Li appoggia incollandoli uno sull’altro con estrema precisione ed ecco scaffali che si riempiono di paprica arrostita, barbabietole e anguria in salamoia, tavole da pranzo con sopra la tovaglia dai motivi balcanici rossi, fucsia e bluette col verde acido. Insomma, sapori, profumi e colori di casa. Memorie sonore, memorie visive ed olfattive ed infine la memoria ricamata delle donne bengalesi alle quali l’artista indiano Pradip Das (Calcutta) affida l’esecuzione del magnifico Golden Wall II (2022), un muro di stoffa d’oro su cui loro liberamente hanno potuto «scrivere» i loro ricordi in un grande mix di vecchio e nuovo, di contemporaneità e mitologia antica, cibo, armi o giochi da tavolo. Si può pensare forse anche ai Tutto boettiani ma qui le immagini cadono in un mare d’oro, tranquillo e rarefatto.

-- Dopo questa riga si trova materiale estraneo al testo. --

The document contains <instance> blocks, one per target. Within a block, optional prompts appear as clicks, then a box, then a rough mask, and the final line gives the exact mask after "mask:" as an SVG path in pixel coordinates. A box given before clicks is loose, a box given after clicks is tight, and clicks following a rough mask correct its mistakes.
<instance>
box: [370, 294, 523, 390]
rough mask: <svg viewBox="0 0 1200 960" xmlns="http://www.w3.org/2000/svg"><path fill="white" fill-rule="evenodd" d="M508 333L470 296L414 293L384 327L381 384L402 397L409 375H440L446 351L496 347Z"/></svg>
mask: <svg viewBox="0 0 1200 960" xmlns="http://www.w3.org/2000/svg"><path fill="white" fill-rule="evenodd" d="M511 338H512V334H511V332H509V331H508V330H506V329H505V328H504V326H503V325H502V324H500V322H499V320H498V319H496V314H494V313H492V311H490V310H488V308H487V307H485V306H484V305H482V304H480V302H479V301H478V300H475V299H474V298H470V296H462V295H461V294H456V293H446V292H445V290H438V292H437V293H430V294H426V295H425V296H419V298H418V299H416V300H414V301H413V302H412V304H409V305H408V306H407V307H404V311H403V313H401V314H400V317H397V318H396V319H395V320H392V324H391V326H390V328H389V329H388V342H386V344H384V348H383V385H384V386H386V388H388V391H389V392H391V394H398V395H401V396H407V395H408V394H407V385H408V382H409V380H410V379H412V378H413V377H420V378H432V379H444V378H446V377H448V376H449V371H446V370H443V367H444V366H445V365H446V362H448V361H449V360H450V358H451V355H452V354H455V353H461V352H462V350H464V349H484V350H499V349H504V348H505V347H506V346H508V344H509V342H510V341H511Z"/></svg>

SONO I RICORDI di quelli che, alla fine degli anni quaranta a causa della grande carestia, dal Bengala orientale (oggi Bangladesh) si riversano a Calcutta, capitale del Bengala occidentale. «Non ho dato nessuna indicazione. Ho solo detto loro di scrivere qui le loro golden memories e loro l’hanno fatto: un grande pesce che ne contiene uno piccolo, simbolo della madre col bambino e ancora pezzi di un pesce disposti su un vassoio o palloncini colorati che volano accanto ad una fetta d’anguria e ad una pistola» dice Pradip Das. «I miei antenati vengono da quello che è oggi il Bangladesh ed il pesce è centrale nella nostra cultura bengali».